Early Directed Oritavancin Therapy in the Emergency Department May Lead to Hospital Avoidance Compared to Standard Treatment for Acute Bacterial Skin and Skin Structure Infections: A Real-World Retrospective Analysis

Link to article at PubMed

Helton B, et al. Drugs Real World Outcomes 2020.


OBJECTIVES: Acute bacterial skin and soft tissue infections (ABSSSIs) are a leading cause of presentation to the emergency department (ED). This study aimed to determine the potential impact of utilizing oritavancin in the ED or observation unit (OBS) on hospital inpatient admission.
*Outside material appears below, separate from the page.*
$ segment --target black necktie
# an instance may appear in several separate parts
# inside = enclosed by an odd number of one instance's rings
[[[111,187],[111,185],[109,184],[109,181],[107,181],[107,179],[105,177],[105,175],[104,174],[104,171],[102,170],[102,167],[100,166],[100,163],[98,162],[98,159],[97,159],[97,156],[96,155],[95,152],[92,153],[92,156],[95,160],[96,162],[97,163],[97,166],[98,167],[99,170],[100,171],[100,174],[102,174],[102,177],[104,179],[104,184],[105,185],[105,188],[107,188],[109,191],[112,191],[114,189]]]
METHODS: A single-center community teaching hospital developed a pharmacy-led pilot to evaluate the use of oritavancin as a measure to avoid hospital admissions/readmissions in appropriate patients with ABSSSIs. Prior to initiation of the oritavancin pilot, prespecified inclusion and exclusion criteria were determined for proper patient selection. The pilot ran from January 1 to December 31, 2017. The data were compared to corresponding data for an equal number of patients during the pilot period who had similar ABSSSI diagnoses to the oritavancin pilot group but received vancomycin. The primary outcome was length of stay (LOS), defined as the total time in hours from presentation to the ED until discharge home, including time spent in the OBS or inpatient unit.
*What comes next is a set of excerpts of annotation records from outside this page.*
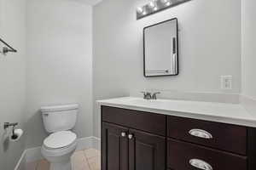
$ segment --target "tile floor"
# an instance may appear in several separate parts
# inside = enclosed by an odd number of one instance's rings
[[[95,149],[78,150],[71,157],[73,170],[101,170],[101,154]],[[26,170],[49,170],[46,160],[29,162]]]

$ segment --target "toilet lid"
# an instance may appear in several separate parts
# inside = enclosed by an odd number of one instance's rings
[[[49,148],[57,149],[68,146],[75,141],[77,135],[71,131],[61,131],[51,133],[44,140],[44,144]]]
RESULTS: During the study period, 122 patients met the study criteria and 61 patients received oritavancin in the ED or OBS unit. These patients were compared to 61 consecutive patients during the pilot period who received vancomycin. Administration of oritavancin in the ED or OBS was associated with a significantly shorter mean LOS relative to the standard of care group (19.5 vs. 85.98 h, p < 0.01). All-cause 30-day readmissions were the same for both groups (6 vs. 6, p = 1).

CONCLUSIONS: These results suggest that use of oritavancin in the ED or OBS setting for ABSSSIs may shorten LOS without negatively affecting readmissions.